[21] The French translation of this book is an abridgment. It is quite incomplete.

[22] This sentence has been misunderstood by some of my readers and critics. What I mean is that the Christian charity and love preached in the Gospel of St. John are reflected more sharply and fully in Dostoievsky’s books than in those of any other writer I know of.

[23] By a doctrinaire I mean not a man who has strong principles and convictions; but a man who deliberately shuts his eyes to those facts which contradict his theory, and will pursue it to the end even when by so doing the practice resulting is the contrary of his aim.

CHAPTER VII
THE PLAYS OF ANTON TCHEKOV

Anton Tchekov is chiefly known in Russia as a writer of short stories.[24] He is a kind of Russian Guy de Maupassant, without the bitter strength of the French writer, and without the quality which the French call “cynisme,” which does not mean cynicism, but ribaldry.

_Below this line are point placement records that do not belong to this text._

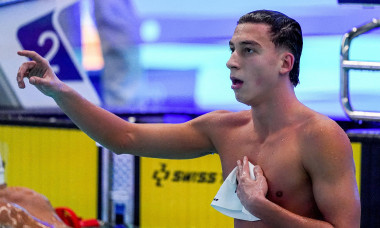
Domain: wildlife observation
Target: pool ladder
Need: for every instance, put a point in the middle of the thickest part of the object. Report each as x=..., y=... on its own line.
x=346, y=65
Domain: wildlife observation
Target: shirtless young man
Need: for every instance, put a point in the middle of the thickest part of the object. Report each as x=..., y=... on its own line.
x=304, y=165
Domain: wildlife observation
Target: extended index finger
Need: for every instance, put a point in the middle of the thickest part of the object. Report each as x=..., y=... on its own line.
x=31, y=54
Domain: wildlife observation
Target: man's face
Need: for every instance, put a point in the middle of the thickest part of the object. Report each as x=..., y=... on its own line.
x=254, y=63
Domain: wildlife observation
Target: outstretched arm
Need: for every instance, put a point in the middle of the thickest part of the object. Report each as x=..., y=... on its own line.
x=185, y=140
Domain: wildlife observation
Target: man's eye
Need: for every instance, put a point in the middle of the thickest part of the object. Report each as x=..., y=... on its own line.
x=248, y=50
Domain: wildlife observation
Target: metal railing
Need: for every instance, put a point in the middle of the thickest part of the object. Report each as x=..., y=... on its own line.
x=346, y=65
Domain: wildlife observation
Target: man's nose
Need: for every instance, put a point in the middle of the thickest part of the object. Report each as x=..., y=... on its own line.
x=232, y=62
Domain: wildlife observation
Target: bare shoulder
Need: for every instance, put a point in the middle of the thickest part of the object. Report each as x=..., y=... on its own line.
x=225, y=118
x=324, y=142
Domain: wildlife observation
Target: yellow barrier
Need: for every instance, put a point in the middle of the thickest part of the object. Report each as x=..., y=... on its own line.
x=178, y=193
x=61, y=164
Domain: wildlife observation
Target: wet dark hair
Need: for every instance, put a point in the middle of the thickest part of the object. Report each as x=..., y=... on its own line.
x=285, y=31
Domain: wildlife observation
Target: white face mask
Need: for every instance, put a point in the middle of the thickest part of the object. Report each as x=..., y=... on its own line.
x=226, y=200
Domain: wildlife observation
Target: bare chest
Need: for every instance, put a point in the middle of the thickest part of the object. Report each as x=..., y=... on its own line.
x=280, y=157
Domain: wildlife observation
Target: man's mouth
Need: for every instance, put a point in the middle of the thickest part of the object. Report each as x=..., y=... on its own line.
x=236, y=83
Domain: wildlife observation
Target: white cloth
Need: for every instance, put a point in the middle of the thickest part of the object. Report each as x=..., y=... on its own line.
x=226, y=200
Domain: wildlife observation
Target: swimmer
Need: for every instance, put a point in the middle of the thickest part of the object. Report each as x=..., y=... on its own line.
x=305, y=174
x=20, y=207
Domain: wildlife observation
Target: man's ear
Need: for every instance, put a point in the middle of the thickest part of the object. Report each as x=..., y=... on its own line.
x=287, y=62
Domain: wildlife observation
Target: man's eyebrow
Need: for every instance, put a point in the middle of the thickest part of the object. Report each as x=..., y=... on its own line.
x=245, y=42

Tchekov’s stories deal for the greater part with the middle classes, the minor landed gentry, the minor officials, and the professional classes. Tolstoy is reported to have said that Tchekov was a photographer, a very talented photographer, it is true, but still only a photographer. But Tchekov has one quality which is difficult to find among photographers, and that is humour. His stories are frequently deliciously droll. They are also often full of pathos, and they invariably possess the peculiarly Russian quality of simplicity and unaffectedness. He never underlines his effects, he never nudges the reader’s elbow. Yet there is a certain amount of truth in Tolstoy’s criticism. Tchekov does not paint with the great sweeping brush of a Velasquez, his stories have not the great broad colouring of Maupassant, they are like mezzotints; and in some ways they resemble the new triumphs of the latest developments of artistic photography in subtle effects of light and shade, in delicate tones and half-tones, in elusive play of atmosphere.

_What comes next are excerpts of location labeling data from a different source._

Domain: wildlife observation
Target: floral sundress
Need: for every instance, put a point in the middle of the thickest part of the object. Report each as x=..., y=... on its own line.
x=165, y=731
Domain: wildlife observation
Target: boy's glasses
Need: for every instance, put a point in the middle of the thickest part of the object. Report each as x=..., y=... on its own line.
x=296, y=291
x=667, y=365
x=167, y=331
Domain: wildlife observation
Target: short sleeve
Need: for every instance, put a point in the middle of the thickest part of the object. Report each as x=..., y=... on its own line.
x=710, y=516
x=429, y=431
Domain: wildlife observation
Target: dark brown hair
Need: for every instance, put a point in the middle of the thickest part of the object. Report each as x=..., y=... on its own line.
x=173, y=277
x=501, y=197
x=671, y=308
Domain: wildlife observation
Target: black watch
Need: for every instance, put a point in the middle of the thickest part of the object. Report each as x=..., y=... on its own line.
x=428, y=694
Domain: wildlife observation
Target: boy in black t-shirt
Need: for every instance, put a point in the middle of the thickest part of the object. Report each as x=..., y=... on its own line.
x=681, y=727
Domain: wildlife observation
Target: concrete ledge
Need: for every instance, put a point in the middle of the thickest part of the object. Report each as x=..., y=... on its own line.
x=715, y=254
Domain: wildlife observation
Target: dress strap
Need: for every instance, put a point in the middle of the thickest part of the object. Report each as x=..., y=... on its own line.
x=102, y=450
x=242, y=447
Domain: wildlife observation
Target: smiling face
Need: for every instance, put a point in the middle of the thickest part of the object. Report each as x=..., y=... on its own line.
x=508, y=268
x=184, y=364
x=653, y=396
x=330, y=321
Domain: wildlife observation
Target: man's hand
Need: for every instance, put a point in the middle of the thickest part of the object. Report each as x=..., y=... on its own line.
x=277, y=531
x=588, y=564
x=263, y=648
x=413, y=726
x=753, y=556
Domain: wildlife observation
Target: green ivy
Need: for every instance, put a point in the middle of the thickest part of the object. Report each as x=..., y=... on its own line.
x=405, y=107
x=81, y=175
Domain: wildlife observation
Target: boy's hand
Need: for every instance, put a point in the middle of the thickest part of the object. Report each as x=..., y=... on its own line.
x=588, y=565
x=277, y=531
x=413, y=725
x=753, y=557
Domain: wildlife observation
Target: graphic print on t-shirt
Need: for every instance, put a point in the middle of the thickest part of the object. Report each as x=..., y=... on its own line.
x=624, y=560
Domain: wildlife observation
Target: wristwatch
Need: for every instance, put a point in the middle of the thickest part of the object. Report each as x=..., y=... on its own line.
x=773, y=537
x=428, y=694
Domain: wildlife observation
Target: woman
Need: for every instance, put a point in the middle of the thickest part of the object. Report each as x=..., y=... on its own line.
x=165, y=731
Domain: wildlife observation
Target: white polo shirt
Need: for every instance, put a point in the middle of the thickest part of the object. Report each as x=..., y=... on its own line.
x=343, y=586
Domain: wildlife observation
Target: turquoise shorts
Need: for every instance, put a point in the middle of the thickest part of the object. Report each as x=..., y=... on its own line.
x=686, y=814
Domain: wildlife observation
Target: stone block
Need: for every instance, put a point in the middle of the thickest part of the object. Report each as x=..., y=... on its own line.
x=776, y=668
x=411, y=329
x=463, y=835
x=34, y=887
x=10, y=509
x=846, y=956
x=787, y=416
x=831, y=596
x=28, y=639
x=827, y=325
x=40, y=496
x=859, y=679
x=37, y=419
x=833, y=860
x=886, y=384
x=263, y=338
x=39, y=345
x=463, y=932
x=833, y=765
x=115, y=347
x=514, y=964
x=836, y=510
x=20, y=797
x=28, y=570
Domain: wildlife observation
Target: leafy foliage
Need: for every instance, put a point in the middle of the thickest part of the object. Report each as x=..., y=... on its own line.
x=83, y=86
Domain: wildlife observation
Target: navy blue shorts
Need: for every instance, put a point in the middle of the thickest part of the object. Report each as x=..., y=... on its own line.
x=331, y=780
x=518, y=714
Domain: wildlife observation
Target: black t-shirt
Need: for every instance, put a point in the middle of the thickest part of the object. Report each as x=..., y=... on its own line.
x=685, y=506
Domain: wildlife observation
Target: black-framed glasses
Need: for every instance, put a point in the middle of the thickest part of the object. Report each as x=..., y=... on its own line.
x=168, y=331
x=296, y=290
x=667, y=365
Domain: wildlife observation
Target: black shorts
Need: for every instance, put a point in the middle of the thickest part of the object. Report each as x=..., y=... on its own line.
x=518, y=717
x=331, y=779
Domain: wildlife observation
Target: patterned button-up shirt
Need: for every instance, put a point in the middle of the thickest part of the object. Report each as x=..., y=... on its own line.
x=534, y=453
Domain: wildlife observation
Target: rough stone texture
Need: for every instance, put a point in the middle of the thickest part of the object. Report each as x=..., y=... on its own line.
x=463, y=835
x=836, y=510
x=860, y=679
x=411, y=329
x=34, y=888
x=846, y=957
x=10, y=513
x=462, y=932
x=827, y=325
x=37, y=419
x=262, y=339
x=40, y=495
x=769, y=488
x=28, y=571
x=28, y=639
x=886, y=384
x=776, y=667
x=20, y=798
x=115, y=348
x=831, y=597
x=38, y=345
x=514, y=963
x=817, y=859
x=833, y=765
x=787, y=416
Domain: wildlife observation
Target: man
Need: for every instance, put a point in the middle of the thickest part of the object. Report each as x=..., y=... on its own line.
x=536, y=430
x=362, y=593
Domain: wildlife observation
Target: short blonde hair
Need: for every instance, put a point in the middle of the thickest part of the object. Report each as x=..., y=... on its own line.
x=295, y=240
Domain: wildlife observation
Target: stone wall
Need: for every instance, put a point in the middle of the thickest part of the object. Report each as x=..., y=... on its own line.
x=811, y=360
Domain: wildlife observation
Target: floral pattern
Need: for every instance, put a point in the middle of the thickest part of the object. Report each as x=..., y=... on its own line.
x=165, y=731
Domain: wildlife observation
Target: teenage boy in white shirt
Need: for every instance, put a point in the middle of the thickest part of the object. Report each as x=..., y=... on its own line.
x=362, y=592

Apart from its artistic merits or defects, Tchekov’s work is historically important and interesting. Tchekov represents the extreme period of stagnation in Russian life and literature. This epoch succeeded to a period of comparative activity following after the Russo-Turkish war. For in Russian history one will find that every war has been followed by a movement, a renascence in ideas, in political aspirations, and in literature. Tchekov’s work represents the reaction of flatness subsequent to a transitory ebullition of activity; it deals with the very class of men which naturally hankers for political activity, but which in Tchekov’s time was as naturally debarred from it.

The result was that the aspirations of these people beat their grey wings ineffectually in a vacuum. The middle class being highly educated, and, if anything, over-educated, aspiring towards political freedom, and finding its aspirations to be futile, did one of two things. It either moped, or it made the best of it. The moping sometimes expressed itself in political assassination; making the best of it meant, as a general rule, dismissing the matter from the mind, and playing vindt. Half the middle class in Russia, a man once said to me, has run to seed in playing vindt. But what else was there to do?

Tchekov, more than any other writer, has depicted for us the attitude of mind, the nature and the feelings of the whole of this generation, just as Tourgeniev depicted the preceding generation; the aspirations and the life of the men who lived in the sixties, during the tumultuous epoch which culminated in the liberation of the serfs. And nowhere can the quality of this frame of mind, and the perfume, as it were, of this period be better felt and apprehended than in the plays of Anton Tchekov; for in his plays we get not only what is most original in his work as an artist, but the quintessence of the atmosphere, the attitude of mind, and the shadow of what the Zeitgeist brought to the men of his generation.

Before analysing the dramatic work of Tchekov, it is necessary to say a few words about the Russian stage in general. The main fact about the Russian stage that differentiates it from ours, and from that of any other European country, is the absence of the modern French tradition. The tradition of the “well-made” French play, invented by Scribe, does not, and never has existed in Russia.